The development of magnetic tape recording by electrical engineer Marvin Camras made the electronic communications industry possible. It's the technology behind audio cassettes, videotape, computer floppy disks, and even credit card magnetic strips. His patent on magnetic tape recording was licensed to General Electric in the mid-1930s. While still used extensively, it's now being challenged by compact disc technology.
Engineered for extraordinary sound quality, compact discs (CDs) have revolutionized the music, computer, and photography markets. Made of hardy polycarbonate plastics and coated with protective layers of aluminum and resin, they're nearly indestructible. The same CD that holds a recording of Cole Porter or Billy Joel can also hold the equivalent of 250,000 pages worth of print information with moving action sequences, including entire encyclopedias, filmed travel adventures with music including undersea scuba diving, or interactive games.
Kodak makes a photo CD player that lets even amateur photographers manipulate their photos to professional quality. Advanced interactive laserdiscs give the viewer the ability to choose the outcome of movies, play video games with arcade-like realism, and even sing along with laser karaoke.
Recently, the MiniDisc entered the market. It is a re-writable, smaller CD- type device, which uses a laser to optically read and write to a 2-1/2-inch disc. Currently, MiniDiscs can record up to 74 minutes, but plans are in place to extend that recording time up to about two hours.
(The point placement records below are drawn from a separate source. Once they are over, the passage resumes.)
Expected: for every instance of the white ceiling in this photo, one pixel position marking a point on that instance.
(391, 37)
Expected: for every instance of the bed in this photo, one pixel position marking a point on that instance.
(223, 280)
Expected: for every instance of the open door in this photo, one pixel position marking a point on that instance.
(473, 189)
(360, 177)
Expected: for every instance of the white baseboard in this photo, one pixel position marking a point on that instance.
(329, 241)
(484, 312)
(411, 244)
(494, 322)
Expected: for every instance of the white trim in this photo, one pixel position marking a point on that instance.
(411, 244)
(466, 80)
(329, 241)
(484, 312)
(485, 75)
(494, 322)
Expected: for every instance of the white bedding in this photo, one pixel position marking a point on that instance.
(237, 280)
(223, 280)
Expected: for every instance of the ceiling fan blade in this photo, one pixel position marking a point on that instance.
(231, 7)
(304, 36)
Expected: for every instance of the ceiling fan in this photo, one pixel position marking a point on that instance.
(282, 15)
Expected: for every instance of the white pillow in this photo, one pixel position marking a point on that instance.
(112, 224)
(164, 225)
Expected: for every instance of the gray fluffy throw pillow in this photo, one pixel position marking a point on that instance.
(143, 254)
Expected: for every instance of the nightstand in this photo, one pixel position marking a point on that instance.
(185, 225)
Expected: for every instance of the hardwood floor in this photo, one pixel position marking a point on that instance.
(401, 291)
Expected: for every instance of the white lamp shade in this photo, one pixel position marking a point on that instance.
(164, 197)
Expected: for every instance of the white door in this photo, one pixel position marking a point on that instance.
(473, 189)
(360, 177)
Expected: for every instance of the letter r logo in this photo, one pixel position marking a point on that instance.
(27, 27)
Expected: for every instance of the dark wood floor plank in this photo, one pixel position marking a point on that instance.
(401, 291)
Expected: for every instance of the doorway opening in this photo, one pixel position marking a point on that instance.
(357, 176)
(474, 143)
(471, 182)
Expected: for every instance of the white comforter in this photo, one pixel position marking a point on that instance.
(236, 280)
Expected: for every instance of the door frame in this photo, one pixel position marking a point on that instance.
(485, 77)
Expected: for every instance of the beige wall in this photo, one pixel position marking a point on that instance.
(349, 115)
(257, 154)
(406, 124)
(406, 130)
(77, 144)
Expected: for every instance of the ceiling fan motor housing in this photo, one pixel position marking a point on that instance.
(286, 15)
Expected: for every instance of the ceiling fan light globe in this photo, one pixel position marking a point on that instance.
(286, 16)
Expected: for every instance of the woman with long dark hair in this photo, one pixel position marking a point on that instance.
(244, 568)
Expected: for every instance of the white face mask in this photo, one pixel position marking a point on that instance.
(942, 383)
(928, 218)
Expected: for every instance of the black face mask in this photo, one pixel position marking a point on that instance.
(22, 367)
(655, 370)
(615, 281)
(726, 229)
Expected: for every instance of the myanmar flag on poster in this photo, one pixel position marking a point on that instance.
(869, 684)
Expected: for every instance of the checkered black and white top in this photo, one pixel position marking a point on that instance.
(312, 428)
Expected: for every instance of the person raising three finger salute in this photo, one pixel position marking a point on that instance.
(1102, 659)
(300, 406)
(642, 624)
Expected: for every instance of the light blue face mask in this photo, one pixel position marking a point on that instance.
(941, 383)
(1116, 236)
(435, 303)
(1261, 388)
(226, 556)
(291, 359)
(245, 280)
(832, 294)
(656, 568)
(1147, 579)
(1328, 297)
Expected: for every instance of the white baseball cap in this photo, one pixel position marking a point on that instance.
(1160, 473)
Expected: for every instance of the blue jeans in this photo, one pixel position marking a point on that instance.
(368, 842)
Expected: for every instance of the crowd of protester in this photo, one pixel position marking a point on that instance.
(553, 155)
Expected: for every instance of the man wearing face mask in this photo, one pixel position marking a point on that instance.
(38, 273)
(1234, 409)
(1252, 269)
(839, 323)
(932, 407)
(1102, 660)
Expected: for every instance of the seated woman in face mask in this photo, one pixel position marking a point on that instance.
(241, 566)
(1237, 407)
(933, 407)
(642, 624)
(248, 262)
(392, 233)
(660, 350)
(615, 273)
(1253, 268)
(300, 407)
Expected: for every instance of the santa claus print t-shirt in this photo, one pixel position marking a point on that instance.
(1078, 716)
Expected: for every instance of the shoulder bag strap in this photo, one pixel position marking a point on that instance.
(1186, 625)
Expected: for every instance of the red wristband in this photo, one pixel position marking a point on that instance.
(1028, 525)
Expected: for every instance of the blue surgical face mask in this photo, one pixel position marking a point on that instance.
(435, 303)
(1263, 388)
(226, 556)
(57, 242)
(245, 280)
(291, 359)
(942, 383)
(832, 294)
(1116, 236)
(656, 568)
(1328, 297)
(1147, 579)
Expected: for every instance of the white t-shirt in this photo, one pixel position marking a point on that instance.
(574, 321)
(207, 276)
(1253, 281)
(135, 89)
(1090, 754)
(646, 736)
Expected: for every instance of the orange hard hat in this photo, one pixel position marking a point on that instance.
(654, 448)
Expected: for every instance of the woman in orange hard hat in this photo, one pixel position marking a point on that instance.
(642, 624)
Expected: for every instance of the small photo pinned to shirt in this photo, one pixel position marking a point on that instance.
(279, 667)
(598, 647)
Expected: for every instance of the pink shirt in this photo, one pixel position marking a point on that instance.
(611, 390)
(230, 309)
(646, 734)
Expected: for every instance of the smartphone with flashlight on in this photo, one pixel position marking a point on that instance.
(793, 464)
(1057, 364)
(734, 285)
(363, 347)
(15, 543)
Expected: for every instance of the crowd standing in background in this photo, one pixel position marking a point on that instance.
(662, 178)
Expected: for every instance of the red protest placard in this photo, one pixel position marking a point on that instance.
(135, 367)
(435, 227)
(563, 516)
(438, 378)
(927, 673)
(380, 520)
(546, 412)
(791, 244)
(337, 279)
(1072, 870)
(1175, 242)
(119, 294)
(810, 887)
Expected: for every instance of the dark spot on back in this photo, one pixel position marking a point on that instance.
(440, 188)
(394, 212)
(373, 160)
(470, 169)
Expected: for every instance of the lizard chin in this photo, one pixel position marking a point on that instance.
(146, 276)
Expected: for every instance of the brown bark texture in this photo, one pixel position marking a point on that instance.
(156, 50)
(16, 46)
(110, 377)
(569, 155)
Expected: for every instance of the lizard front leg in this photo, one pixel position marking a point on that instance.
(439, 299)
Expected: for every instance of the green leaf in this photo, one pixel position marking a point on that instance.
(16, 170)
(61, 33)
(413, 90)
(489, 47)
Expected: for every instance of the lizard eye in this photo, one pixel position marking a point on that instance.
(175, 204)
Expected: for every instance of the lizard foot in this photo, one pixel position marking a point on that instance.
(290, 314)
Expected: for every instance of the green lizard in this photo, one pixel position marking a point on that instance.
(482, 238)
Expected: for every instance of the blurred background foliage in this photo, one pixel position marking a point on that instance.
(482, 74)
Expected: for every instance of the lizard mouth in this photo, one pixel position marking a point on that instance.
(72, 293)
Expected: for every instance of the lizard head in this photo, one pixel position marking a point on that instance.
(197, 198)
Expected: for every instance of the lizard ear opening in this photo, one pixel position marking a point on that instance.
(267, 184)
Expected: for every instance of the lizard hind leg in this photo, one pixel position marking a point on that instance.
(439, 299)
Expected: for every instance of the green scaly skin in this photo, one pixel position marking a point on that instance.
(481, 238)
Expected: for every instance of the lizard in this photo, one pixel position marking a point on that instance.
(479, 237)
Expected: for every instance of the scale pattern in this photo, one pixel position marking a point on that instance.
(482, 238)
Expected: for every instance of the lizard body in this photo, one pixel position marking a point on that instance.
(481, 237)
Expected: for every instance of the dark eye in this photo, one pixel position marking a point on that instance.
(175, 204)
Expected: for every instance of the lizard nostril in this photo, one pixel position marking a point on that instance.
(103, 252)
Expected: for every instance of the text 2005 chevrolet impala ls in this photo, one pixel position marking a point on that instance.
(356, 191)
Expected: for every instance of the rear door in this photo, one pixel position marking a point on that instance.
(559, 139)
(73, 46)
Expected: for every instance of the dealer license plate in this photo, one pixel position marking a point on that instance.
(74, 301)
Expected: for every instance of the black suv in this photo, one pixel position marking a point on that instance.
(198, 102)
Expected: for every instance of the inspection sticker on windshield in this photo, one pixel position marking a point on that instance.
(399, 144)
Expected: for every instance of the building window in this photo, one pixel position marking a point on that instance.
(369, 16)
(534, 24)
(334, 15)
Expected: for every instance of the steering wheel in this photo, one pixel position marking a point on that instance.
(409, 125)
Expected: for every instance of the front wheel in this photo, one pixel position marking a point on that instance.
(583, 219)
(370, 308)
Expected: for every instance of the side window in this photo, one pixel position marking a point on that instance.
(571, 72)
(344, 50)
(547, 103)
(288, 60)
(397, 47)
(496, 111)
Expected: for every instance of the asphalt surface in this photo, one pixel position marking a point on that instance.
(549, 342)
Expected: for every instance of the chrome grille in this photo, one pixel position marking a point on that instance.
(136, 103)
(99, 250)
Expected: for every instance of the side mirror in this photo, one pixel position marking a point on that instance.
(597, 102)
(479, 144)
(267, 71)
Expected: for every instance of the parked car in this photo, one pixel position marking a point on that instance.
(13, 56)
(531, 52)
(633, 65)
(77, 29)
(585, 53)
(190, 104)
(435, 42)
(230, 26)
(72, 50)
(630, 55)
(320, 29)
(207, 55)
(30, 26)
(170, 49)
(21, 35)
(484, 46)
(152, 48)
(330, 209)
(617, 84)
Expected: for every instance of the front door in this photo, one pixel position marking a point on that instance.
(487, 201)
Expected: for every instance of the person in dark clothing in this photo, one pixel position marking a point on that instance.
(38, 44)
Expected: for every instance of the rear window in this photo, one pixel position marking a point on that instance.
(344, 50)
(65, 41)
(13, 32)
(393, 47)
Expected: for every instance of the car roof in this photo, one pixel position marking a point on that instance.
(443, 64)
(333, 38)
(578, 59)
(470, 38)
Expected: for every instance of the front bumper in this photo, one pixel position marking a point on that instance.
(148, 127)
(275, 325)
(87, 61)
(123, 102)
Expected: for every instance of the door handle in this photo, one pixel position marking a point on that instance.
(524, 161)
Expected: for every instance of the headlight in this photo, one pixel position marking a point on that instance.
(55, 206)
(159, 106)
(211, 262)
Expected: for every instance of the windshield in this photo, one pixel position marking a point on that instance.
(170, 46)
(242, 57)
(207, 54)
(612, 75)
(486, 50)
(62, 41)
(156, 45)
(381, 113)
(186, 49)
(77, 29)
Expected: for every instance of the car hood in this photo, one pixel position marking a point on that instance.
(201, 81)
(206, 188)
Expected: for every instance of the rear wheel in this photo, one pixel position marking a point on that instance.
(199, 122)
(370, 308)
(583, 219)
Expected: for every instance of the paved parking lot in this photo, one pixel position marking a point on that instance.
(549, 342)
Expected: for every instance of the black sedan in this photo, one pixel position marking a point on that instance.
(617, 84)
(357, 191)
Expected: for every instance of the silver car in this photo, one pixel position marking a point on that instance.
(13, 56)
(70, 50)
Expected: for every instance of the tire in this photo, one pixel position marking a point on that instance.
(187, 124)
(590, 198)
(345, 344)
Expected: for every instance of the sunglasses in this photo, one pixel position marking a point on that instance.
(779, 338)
In the future when you rent a movie, you may rent a CD instead of a videotape. Recently, Matsushita Electric Corporation of America, Philips Electronics, Sony Electronics, Inc., and Victor Company of America (JVC) agreed on a compact disc format for high-quality video and audio. They established the basic specs of the "Video CD" so that movies, music videos, educational programs, and karaoke can be stored on standard CDs. These CDs can be played on a variety of existing and future products, including special Video CD players, computers equipped with CD-ROM drives and average CD players with a special Video CD adapter.
From television and films to compact disks to virtual reality, engineers are helping to make our lives more animated, educated, and entertained. And, that's something worth celebrating.